Minhas Khalid M, Singh Bhuvanesh, Jiang Wei-Wen, Sidransky David, Califano Joseph A
Department of Otolaryngology-Head and Neck Surgery, Johns Hopkins Hospital, Baltimore, MD, USA.
Int J Cancer. 2003 Oct 20;107(1):46-52. doi: 10.1002/ijc.11341.
Alterations in chromosomal number and structure are found in most solid malignancies including head and neck squamous cell carcinoma (HNSC), however, the presence of ongoing, chromosomal instability in HNSC and its relation to spindle assembly checkpoint defects has not been formally demonstrated. We investigated the status of chromosomal instability (CIN) in HNSC primary tumors and cell lines as well as spindle assembly checkpoint integrity in HNSC cell lines. Centromeric fluorescence in situ hybridization (FISH) was carried out on expanded single cell-derived colonies from HNSC cell lines and primary HNSC touch preparations. The deviation of chromosomes from the modal number in single cell derived colonies was 18.4-27% in 6 HNSC cell lines, and 2-3% in a control cell line, HCT116. Twelve primary tumors and 4 normal controls were also studied; all primary tumors demonstrated significant deviation from the modal chromosomal number (average 33.7%, range = 29.9-43.9%), compared to normal controls (average 4.6%, range = 3.6-5.6%). Additional characterization of the rate of chromosomal breakage was carried out by dual color FISH simultaneously using centromeric and telomeric probes for individual chromosomes on expanded singe cell-derived colonies and primary HNSC. Control HCT 116 colonies demonstrated a mean discordance between number of centromeric and telomeric hybridization signals in 21% (range = 19-23%) of cells, whereas HNSC cell line colonies demonstrated a mean discordance of 50% (range = 38-55%), with the majority of instances of discordant signal indicating telomeric loss. Similarly, touch preparations from primary HNSC demonstrated discordance in hybridization signal of centromeric vs. telomeric signal of 26.3% (range = 18.5-42%), with normal controls showing a rate of discordance of 6.4% (range = 4-8%). Finally, all 6 HNSC cell lines demonstrated partial impairment of mitotic arrest in response to nocodazole, indicating that impairment of the spindle assembly checkpoint may contribute to chromosomal instability in HNSC. Ongoing instability in chromosomal number and structure are consistent features of primary HNSC and cell lines. Spindle assembly checkpoint impairment occurs in HNSC cell lines and may contribute to chromosomal instability in HNSC.

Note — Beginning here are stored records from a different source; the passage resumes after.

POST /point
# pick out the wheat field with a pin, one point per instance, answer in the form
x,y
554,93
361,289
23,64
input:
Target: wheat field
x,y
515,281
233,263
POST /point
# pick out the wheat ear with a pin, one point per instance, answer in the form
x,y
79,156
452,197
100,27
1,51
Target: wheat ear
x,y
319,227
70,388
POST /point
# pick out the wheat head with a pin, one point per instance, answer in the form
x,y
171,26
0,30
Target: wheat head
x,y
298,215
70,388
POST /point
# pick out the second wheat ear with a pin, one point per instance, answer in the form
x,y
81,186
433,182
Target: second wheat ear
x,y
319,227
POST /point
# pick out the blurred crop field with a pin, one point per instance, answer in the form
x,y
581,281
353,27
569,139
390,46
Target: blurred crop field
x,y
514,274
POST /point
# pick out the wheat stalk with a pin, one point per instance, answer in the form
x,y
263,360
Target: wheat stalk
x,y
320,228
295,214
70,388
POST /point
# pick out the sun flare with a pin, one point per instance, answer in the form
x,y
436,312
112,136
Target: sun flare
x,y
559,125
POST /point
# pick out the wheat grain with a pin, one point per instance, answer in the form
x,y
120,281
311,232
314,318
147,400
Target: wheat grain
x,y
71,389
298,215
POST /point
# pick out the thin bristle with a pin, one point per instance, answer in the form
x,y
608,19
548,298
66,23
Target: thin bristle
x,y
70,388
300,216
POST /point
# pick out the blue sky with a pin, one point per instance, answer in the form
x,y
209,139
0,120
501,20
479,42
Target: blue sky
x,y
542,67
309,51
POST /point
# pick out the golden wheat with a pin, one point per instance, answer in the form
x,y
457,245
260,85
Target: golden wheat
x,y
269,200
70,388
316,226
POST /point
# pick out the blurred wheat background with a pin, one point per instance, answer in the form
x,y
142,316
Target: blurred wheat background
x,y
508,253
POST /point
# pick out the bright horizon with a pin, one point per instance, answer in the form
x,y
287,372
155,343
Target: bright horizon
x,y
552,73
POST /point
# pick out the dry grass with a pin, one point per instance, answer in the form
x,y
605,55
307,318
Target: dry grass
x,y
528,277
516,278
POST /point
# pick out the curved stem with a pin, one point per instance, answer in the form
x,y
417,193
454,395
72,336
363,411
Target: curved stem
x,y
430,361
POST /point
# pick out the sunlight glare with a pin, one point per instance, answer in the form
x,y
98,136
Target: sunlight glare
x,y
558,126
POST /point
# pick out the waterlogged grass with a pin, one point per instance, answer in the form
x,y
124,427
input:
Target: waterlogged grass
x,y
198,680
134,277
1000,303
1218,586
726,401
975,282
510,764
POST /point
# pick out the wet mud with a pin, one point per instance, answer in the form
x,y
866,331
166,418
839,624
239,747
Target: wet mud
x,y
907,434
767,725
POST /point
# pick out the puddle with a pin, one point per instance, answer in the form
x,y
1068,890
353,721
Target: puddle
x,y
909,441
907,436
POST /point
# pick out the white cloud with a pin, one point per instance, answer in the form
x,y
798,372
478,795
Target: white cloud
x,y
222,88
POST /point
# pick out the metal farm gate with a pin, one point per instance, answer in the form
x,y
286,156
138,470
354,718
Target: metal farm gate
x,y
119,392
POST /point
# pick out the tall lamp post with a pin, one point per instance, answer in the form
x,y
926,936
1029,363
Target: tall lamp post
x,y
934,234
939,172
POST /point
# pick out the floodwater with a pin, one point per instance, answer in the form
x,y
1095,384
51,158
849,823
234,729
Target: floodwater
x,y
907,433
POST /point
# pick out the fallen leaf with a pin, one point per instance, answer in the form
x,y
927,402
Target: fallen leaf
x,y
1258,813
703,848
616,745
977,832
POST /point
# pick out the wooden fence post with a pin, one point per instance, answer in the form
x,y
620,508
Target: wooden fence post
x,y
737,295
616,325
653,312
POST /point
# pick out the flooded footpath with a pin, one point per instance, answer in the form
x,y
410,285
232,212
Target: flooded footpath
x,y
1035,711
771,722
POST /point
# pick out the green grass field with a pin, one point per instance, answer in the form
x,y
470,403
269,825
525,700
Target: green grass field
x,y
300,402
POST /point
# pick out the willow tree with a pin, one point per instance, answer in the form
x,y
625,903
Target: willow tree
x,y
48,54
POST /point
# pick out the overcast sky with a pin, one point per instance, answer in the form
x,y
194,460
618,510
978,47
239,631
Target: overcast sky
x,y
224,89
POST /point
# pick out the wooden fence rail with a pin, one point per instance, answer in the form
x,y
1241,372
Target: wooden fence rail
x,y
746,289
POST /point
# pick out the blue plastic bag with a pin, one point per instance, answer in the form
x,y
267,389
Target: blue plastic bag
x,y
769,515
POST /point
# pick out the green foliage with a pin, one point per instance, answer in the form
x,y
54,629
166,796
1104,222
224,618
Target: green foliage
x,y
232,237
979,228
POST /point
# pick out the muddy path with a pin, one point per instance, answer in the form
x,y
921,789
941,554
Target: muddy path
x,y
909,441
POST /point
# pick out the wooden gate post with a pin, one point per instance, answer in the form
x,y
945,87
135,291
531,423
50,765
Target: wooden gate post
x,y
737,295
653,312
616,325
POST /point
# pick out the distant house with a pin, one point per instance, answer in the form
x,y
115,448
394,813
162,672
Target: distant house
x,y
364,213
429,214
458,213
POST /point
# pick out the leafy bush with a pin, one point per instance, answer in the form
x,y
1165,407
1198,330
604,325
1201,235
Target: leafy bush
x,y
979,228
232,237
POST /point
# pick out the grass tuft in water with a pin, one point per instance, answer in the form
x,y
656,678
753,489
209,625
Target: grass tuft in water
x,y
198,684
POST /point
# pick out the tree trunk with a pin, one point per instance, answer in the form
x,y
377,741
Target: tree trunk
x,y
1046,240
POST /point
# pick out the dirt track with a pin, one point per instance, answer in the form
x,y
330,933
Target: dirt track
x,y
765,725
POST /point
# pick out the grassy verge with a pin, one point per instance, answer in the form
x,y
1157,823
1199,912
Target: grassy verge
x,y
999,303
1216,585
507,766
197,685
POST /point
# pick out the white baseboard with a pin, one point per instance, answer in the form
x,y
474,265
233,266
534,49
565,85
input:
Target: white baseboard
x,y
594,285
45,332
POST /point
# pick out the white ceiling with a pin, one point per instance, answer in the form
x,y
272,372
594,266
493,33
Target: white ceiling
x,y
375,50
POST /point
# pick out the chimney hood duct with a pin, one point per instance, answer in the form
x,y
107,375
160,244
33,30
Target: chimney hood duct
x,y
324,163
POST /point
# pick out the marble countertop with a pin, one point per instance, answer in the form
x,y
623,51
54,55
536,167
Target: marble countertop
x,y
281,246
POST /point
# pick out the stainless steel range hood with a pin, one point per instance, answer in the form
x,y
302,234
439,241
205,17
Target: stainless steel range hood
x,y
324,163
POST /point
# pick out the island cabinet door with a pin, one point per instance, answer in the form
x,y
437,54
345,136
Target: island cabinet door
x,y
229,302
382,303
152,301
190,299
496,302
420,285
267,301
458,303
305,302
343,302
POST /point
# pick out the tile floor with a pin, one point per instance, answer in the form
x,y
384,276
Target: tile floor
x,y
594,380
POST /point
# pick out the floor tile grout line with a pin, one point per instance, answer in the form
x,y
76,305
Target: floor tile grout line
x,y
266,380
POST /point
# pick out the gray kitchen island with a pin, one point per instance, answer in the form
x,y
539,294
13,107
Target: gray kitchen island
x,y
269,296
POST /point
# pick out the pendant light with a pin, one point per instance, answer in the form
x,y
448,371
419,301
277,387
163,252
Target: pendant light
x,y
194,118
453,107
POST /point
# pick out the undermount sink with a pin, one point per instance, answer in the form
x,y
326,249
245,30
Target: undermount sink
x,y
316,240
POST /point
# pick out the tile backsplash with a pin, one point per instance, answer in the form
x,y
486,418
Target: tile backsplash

在包括头颈部鳞状细胞癌(HNSC)在内的大多数实体恶性肿瘤中都发现了染色体数量和结构的改变,然而,HNSC中持续存在的染色体不稳定性及其与纺锤体组装检查点缺陷的关系尚未得到正式证实。我们研究了HNSC原发性肿瘤和细胞系中的染色体不稳定性(CIN)状态以及HNSC细胞系中的纺锤体组装检查点完整性。对来自HNSC细胞系的单细胞衍生集落和原发性HNSC触摸涂片进行了着丝粒荧光原位杂交(FISH)。在6个HNSC细胞系中,单细胞衍生集落中染色体与模式数的偏差为18.4 - 27%,而在对照细胞系HCT116中为2 - 3%。还研究了12个原发性肿瘤和4个正常对照;与正常对照(平均4.6%,范围 = 3.6 - 5.6%)相比,所有原发性肿瘤均显示出与模式染色体数有显著偏差(平均33.7%,范围 = 29.9 - 43.9%)。通过双色FISH对单细胞衍生集落和原发性HNSC中的单个染色体同时使用着丝粒和端粒探针,进一步表征了染色体断裂率。对照HCT 116集落在21%(范围 = 19 - 23%)的细胞中显示着丝粒和端粒杂交信号数量之间的平均不一致性,而HNSC细胞系集落显示平均不一致性为50%(范围 = 38 - 55%),大多数不一致信号的情况表明端粒丢失。同样,原发性HNSC的触摸涂片显示着丝粒与端粒信号杂交信号的不一致率为26.3%(范围 = 18.5 - 42%),正常对照的不一致率为6.4%(范围 = 4 - 8%)。最后,所有6个HNSC细胞系对诺考达唑的有丝分裂阻滞均表现出部分受损,表明纺锤体组装检查点的受损可能导致HNSC中的染色体不稳定。染色体数量和结构的持续不稳定性是原发性HNSC和细胞系的一致特征。纺锤体组装检查点受损发生在HNSC细胞系中,并可能导致HNSC中的染色体不稳定。